Он зашагал к группе людей, которые жевали сухари, запивая их холодным чаем. — Я хотел спросить тебя кое о чем, — начал Фрир.

Анг ждал. — Кирин остаётся с тобой?

— Да.

— И еще, Что бы ни случилось, ты позаботишься послать людей за Тину?

Анг взглянул на него с тем же недоумением, какое не раз замечал и раньше, и медлил с ответом, То ли ему не хотелось отвечать вообще, то ли, хотя и нельзя было обойтись без объяснения, времени не было. Наконец он ответил коротко:

— Разумеется.

Взгляды их скрестились — нет, им никогда не понять друг друга.

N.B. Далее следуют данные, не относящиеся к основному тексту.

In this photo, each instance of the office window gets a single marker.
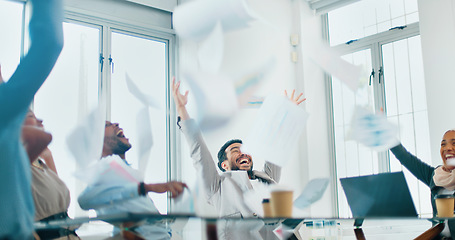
(368, 17)
(69, 93)
(352, 158)
(397, 86)
(406, 105)
(11, 14)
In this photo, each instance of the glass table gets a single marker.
(193, 227)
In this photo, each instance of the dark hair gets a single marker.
(222, 153)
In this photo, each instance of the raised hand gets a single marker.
(180, 100)
(176, 188)
(296, 100)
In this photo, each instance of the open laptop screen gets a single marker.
(380, 195)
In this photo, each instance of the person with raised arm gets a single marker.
(46, 35)
(224, 191)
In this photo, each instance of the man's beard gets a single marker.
(119, 147)
(236, 167)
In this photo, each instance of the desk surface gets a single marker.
(193, 227)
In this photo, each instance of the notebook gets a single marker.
(380, 195)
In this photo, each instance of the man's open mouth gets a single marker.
(120, 133)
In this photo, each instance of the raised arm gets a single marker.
(46, 37)
(180, 100)
(202, 159)
(103, 195)
(35, 140)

Фрир, нахмурившись, напряженно изучал жесткое лицо, черные, смоляные глаза и тонкие губы в кавычках усов — они всегда выглядели одинаково, брился Анг или нет; Фрир словно пытался сложить его черты воедино, вновь все взвесить в свете того, что сказал Кирин, и прийти к новому выводу.

Но сделать этого не смог и отвернулся. Невозможно поверить, что в этих глазах таится хоть капля тепла, хоть намек на желание создать мир, где не понадобится насилие. Может, когда-нибудь так и было, но в процессе борьбы человечность выветрилась. Наверное, на определенных этапах движения такие люди нужны; но было бы просто трагедией, если в ходе борьбы они не отойдут в прошлое.

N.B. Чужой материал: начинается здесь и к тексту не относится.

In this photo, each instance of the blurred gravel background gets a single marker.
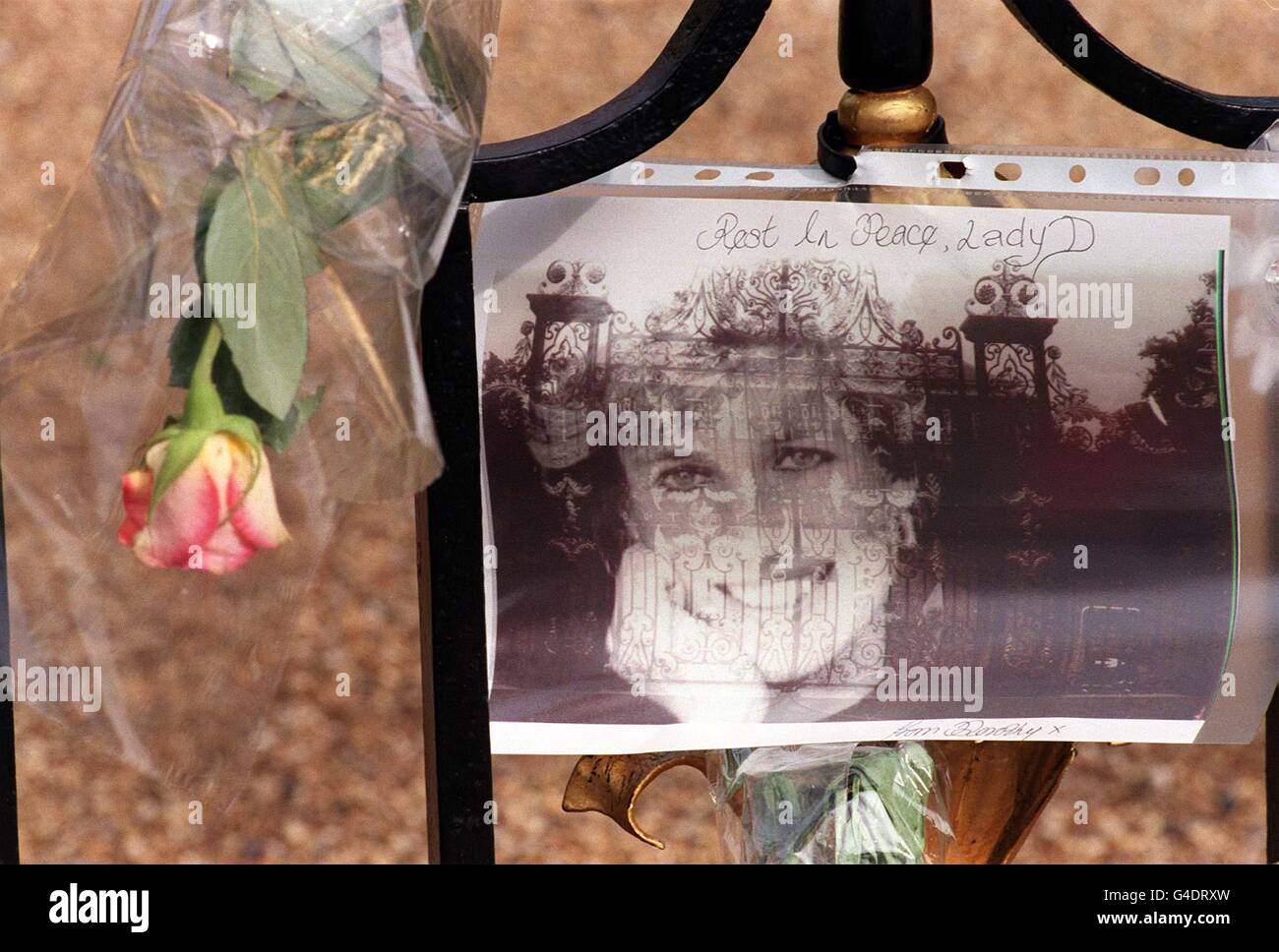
(341, 778)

Нет, он покачал головой, Анг остается загадкой. Как может один и тот же человек минуту назад грозить, что застрелит тебя, если потребуется, и тут же искренне изумляться, если ты возмущен? А может быть — неприятная догадка осенила его, — может быть, Анг просто примитивен и кажущаяся противоречивость его поступков не что иное, как реакция на чрезмерную духовную сложность соперника? Может быть, он не понимает Анга именно потому, что не сумел понять и самого себя?

Из густого подлеска, где они спали, еле переступая одеревенелыми ногами, вышел Кирин.

— Стар я стал для такой жизни, — посмеялся он над своей походкой.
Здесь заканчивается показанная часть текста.